MongoDB Normalization

Introduction

Normalization is a database design technique originally developed for relational databases that aims to reduce data redundancy and improve data integrity. While MongoDB is a document-oriented NoSQL database that doesn't strictly adhere to the same normalization rules as relational databases, understanding and applying normalization principles can still lead to more efficient and maintainable MongoDB schemas.

In this tutorial, we'll explore how normalization concepts apply to MongoDB, when you should normalize your data, when denormalization might be a better approach, and provide practical examples to help you make informed design decisions.

What is Normalization in MongoDB?

In relational databases, normalization involves organizing data into separate tables and defining relationships between them. In MongoDB, normalization means splitting related data into separate collections and using references between documents.

While MongoDB allows for rich, nested documents (denormalization), there are scenarios where normalizing your data provides significant advantages:

When data is updated frequently
When you want to avoid excessive duplication
When consistency is critical across multiple documents
When document size might exceed MongoDB's 16MB limit

Basic Normalization in MongoDB

Let's look at how we can normalize data in MongoDB with a simple example. Consider an e-commerce application with customers and orders.

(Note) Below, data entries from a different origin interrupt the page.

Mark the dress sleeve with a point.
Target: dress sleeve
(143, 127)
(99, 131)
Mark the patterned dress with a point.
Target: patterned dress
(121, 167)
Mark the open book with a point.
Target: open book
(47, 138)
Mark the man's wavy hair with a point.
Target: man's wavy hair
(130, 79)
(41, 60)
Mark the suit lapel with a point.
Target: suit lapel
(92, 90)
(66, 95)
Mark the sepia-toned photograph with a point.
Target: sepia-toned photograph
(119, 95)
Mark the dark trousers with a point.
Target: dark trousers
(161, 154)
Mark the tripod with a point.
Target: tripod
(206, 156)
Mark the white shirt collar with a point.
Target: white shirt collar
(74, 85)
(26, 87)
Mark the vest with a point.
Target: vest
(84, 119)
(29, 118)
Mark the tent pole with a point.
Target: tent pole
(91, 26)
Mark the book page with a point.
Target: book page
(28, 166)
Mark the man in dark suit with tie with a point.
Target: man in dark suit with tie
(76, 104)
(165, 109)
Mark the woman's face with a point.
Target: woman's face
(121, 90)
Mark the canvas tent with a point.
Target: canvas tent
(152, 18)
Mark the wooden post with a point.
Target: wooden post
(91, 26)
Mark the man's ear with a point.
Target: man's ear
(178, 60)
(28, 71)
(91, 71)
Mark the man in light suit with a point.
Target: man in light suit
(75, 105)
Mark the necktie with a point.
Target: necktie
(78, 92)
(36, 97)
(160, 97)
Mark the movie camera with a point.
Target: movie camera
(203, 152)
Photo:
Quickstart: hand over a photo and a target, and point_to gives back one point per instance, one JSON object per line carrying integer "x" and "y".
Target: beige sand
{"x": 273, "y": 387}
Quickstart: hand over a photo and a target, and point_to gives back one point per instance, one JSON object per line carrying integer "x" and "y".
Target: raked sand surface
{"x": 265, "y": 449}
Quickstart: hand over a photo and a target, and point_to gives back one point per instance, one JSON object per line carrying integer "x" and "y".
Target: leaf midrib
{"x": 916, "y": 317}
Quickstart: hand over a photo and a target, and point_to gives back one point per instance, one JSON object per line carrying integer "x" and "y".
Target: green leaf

Denormalized Approach (Embedded Documents)

javascript
// A denormalized document with orders embedded within customer document
{
  "_id": ObjectId("5f8d0e2d5ab5c12345678901"),
  "name": "John Doe",
  "email": "[email protected]",
  "address": {
    "street": "123 Main St",
    "city": "New York",
    "state": "NY",
    "zipCode": "10001"
  },
  "orders": [
    {
      "orderId": "ORD-001",
      "date": ISODate("2023-05-15T14:30:00Z"),
      "items": [
        {
          "productId": "P100",
          "productName": "Laptop",
          "price": 999.99,
          "quantity": 1
        },
        {
          "productId": "P200",
          "productName": "Mouse",
          "price": 24.99,
          "quantity": 2
        }
      ],
      "totalAmount": 1049.97
    },
    {
      "orderId": "ORD-002",
      "date": ISODate("2023-06-10T11:15:00Z"),
      "items": [
        {
          "productId": "P300",
          "productName": "Headphones",
          "price": 149.99,
          "quantity": 1
        }
      ],
      "totalAmount": 149.99
    }
  ]
}

Normalized Approach (Separate Collections)

javascript
// Customers collection
{
  "_id": ObjectId("5f8d0e2d5ab5c12345678901"),
  "name": "John Doe",
  "email": "[email protected]",
  "address": {
    "street": "123 Main St",
    "city": "New York",
    "state": "NY",
    "zipCode": "10001"
  }
}

// Orders collection
{
  "_id": ObjectId("6a1b2c3d4e5f67890123456"),
  "orderId": "ORD-001",
  "customerId": ObjectId("5f8d0e2d5ab5c12345678901"),
  "date": ISODate("2023-05-15T14:30:00Z"),
  "totalAmount": 1049.97,
  "items": [
    {
      "productId": "P100", 
      "productName": "Laptop",
      "price": 999.99,
      "quantity": 1
    },
    {
      "productId": "P200",
      "productName": "Mouse",
      "price": 24.99,
      "quantity": 2
    }
  ]
}

{
  "_id": ObjectId("7a8b9c0d1e2f34567890abcd"),
  "orderId": "ORD-002",
  "customerId": ObjectId("5f8d0e2d5ab5c12345678901"),
  "date": ISODate("2023-06-10T11:15:00Z"),
  "totalAmount": 149.99,
  "items": [
    {
      "productId": "P300",
      "productName": "Headphones",
      "price": 149.99,
      "quantity": 1
    }
  ]
}

// Products collection (further normalization)
{
  "_id": "P100",
  "name": "Laptop",
  "description": "15-inch laptop with 16GB RAM",
  "price": 999.99,
  "category": "Electronics",
  "inStock": 45
}

{
  "_id": "P200",
  "name": "Mouse",
  "description": "Wireless ergonomic mouse",
  "price": 24.99,
  "category": "Accessories",
  "inStock": 156
}

When to Normalize in MongoDB

Normalization is beneficial in the following scenarios:

1. When Data is Updated Frequently

If certain fields need to be updated frequently, it makes sense to store them in separate collections. This avoids updating the same information in multiple places.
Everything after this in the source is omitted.